By Carol Stiffler

Greg Moore left home on October 17, 2023 and hasn’t been back since. Moore, a real estate agent, husband, father, track coach, and Engadine School Board member from Curtis, was running an errand that day when the unthinkable happened.

He was standing on the tailgate of his truck when he lost his balance. Moore, a tall man, caught one arm on part of the truck as he fell, hitting the ground head first.

“It bent my neck backwards, broke the top three vertebrae in five different places,” Moore said in an interview from the Mary Free Bed Rehabilitation Hospital in Grand Rapids. “Now I have two titanium rods and 14 screws in my upper back.”

The accident would have killed a normal man, Moore said. But he survived.

Moore spent 10 days at a Marquette hospital before being transferred to Mary Free Bed in very poor condition.

“When I got here, I could move one foot a little bit. Just the toes at the end of my foot and some of the toes. I couldn’t move anything on my other foot. One hand couldn’t move; the other could wiggle a little bit.”

He was the first of three local men to arrive at Mary Free Bed last year. Another man suffered spinal cord injuries and the third had a dramatic brain injury after a fall. Moore is the only one still at Mary Free Bed.

Including today, Moore has been away from home for 141 days. On March 12 he anticipates being moved to another floor at the rehabilitation hospital, one that provides care but cuts in half the amount of therapy he does each day. He’s currently spending 90 minutes in physical therapy and 90 minutes in occupational therapy daily.

During Moore’s first interview for this article, held at the beginning of February, he had managed to walk 790 feet aided by a walker and a therapist at hand. By last week, he was doing laps and strolled 2,300 feet with his walker.

“I’ll be using a walker for a long time,” Moore said.

Nurse Ashley Baker has been working with Moore since his arrival to Mary Free Bed.

“Greg was dependent for almost everything,” Baker said. “He depended on us to roll him from side to side. He was very weak in all four limbs… Now, he walks laps around our floor on a daily basis. He has made tremendous progress.”

Through it all, Moore has kept a positive outlook. He shares rehab space with children born with life-limiting disabilities and watches them laugh and play.
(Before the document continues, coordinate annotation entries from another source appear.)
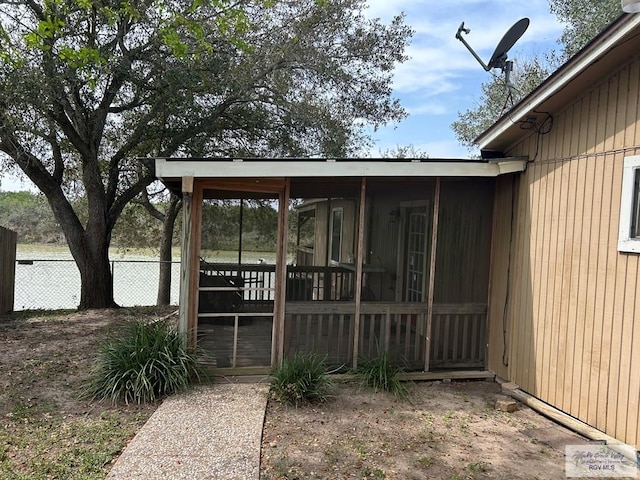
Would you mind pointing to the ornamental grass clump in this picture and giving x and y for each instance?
(301, 379)
(380, 373)
(148, 362)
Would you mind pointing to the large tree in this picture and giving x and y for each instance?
(86, 86)
(582, 19)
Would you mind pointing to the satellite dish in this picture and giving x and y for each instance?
(499, 57)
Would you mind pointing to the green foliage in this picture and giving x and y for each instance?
(583, 20)
(30, 216)
(301, 379)
(149, 361)
(380, 373)
(87, 88)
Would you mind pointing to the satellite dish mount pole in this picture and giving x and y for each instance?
(459, 36)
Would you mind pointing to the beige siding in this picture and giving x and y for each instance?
(571, 312)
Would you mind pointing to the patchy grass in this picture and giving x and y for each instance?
(46, 431)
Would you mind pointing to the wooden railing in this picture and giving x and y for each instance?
(458, 335)
(319, 317)
(255, 284)
(457, 339)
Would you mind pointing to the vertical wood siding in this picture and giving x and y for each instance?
(563, 311)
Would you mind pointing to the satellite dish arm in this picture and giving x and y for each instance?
(459, 37)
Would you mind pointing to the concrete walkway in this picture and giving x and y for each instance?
(212, 432)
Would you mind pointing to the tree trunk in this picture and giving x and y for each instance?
(168, 224)
(90, 249)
“I’ve been alive 62 years before I had an accident,” Moore said. “Some of them can’t even hardly walk. They were born that way. But they’re laughing, having a great time at the pool. It just humbles me. … I have no reason to be feeling sorry for myself.”

Baker has come to know Moore well during his stay and will miss him when he moves out of her unit next week.
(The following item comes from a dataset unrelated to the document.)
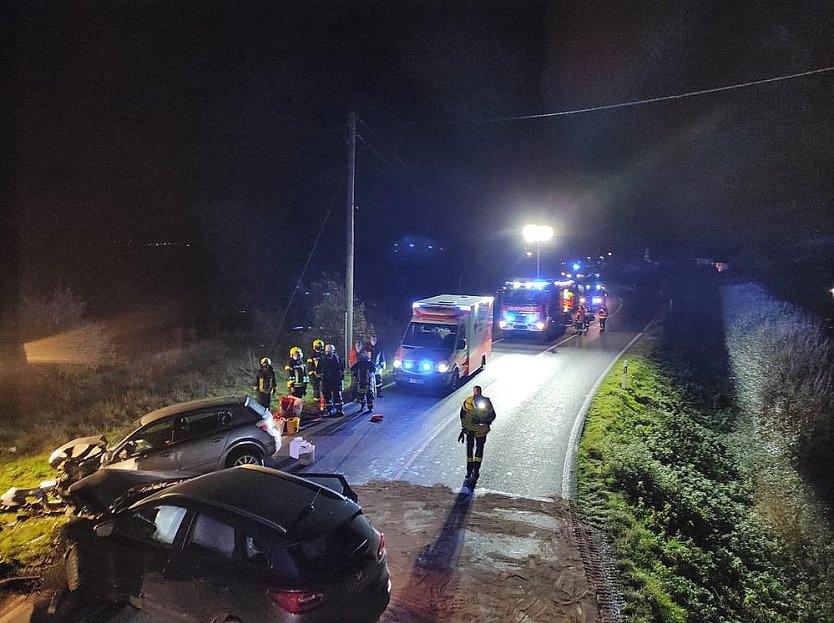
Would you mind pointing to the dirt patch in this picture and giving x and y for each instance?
(486, 557)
“I saw the discharge date on his board a couple weeks ago,” Baker said. “I was a little heartbroken, but also excited because he’s made such tremendous progress.”

Moore wants to come home but has more therapy ahead of him first. What’s worse is that he can’t possibly go home until his house is made accessible for him. Moore was in the process of building a new home prior to his fall. While the interior of the home is almost done, interior work is required to make his home handicap accessible. A new shower must be installed, and the floors have to be replaced with heavy-duty surfaces to withstand wheelchair pressure.

On the exterior, the siding isn’t on, and the garage has four walls but is waiting on trusses and a roof.

Close friend Jeff Mouch, who owns Jeff Mouch Builders, is voluntarily working on Moore’s home in spare moments between paying jobs. He works with some assistance from three of his sons, ages 11, 13, and 15, but would appreciate help.

Almost all the necessary materials are already on site. One key piece is not there yet: a vertical platform lift that will enable Moore to get into his split-level home. The ground floor is six feet off the ground.

“Once we get a lift at the house, I can choose to go home,” Moore said. “Right now it’s looking like at least a couple more months.”

Mouch is creating and gathering bids for the lift, but other projects can be done while that process continues.

“If we could get a crew going on the siding and on the trusses, it would be awesome,” Mouch said.

Though construction skills would be a bonus, Mouch can use help from anyone who can lift, carry, and perform basic tasks.

If you can help, send an email to The Newberry News is collaborating with efforts to prepare Moore’s home for his return.

Moore is very touched by the community response to his accident. A benefit dinner for Moore held late last fall was well-attended, and his friends Norm Burton, Jeff Mouch, and Freddy Burton have been particularly helpful.

“They’re good friends who take care of us,” Moore said. “I’m thankful for the community we have.”